I doubt I’ll do it myself, but I understand why conservatives are proclaiming their going to vote for a libertarian candidate. I can’t—there is a happy medium between “no government” and “all government” somewhere—but I understand it. I also understand why a lot of Democrats would vote for Nader. At least McGovern had some consistency. Carter had some consistency.

Although, for the most part, Bush has been very consistent for a politician—he promised outrageous social spending and the opening of the borders and, dammit, if he ain’t delivering. And, he promised tax cuts and constructionist judicial appointments, and he’s doing that, too.

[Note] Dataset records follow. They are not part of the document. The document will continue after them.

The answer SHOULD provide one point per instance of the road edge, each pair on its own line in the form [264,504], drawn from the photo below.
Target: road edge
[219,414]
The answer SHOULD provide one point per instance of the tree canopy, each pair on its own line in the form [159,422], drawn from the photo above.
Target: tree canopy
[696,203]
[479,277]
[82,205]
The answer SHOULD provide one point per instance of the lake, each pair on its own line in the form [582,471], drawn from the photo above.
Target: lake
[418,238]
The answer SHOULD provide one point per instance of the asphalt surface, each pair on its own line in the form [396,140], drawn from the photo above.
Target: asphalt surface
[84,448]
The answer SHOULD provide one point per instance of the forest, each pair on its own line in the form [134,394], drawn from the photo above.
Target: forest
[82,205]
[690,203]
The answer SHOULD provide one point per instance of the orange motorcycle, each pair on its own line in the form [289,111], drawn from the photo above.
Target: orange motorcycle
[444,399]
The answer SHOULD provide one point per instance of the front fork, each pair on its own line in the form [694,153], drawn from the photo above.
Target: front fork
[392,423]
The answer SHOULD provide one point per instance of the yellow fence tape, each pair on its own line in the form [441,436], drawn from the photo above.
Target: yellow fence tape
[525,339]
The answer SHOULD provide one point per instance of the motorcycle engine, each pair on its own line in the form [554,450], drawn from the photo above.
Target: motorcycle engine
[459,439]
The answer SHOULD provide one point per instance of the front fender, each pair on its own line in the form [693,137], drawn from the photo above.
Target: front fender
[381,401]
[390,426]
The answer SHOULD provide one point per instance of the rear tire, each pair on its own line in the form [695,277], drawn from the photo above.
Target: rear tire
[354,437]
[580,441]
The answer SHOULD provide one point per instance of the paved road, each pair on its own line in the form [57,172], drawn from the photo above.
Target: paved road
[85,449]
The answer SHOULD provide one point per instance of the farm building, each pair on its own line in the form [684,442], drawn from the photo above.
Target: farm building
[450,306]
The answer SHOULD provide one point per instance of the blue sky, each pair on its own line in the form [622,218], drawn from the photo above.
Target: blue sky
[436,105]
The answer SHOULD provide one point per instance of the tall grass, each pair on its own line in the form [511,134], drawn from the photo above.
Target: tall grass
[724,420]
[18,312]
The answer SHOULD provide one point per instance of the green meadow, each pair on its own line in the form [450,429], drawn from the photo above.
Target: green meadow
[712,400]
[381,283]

And I understand certain “message” spending—increasing the budgets for the National Endowment of the Arts or being the biggest spender on AIDS in Africa and what have you, but the prescription drug benefit is a massive social spending boondoggle that will be rife with waste and fraud and essentially burn taxpayer money forever, without really providing a tangible benefit to society as a whole . . .

On the plus side, the liberalism of Richard Nixon and Gerald Ford provoked the “Reagan Revolution”, so maybe the compassionate conservatism of George Bush will provoke a response–an actual Reagan conservative who might, say, reduce government rather than just taxes.

Oh, well. Speaking of taxes, back to paying mine.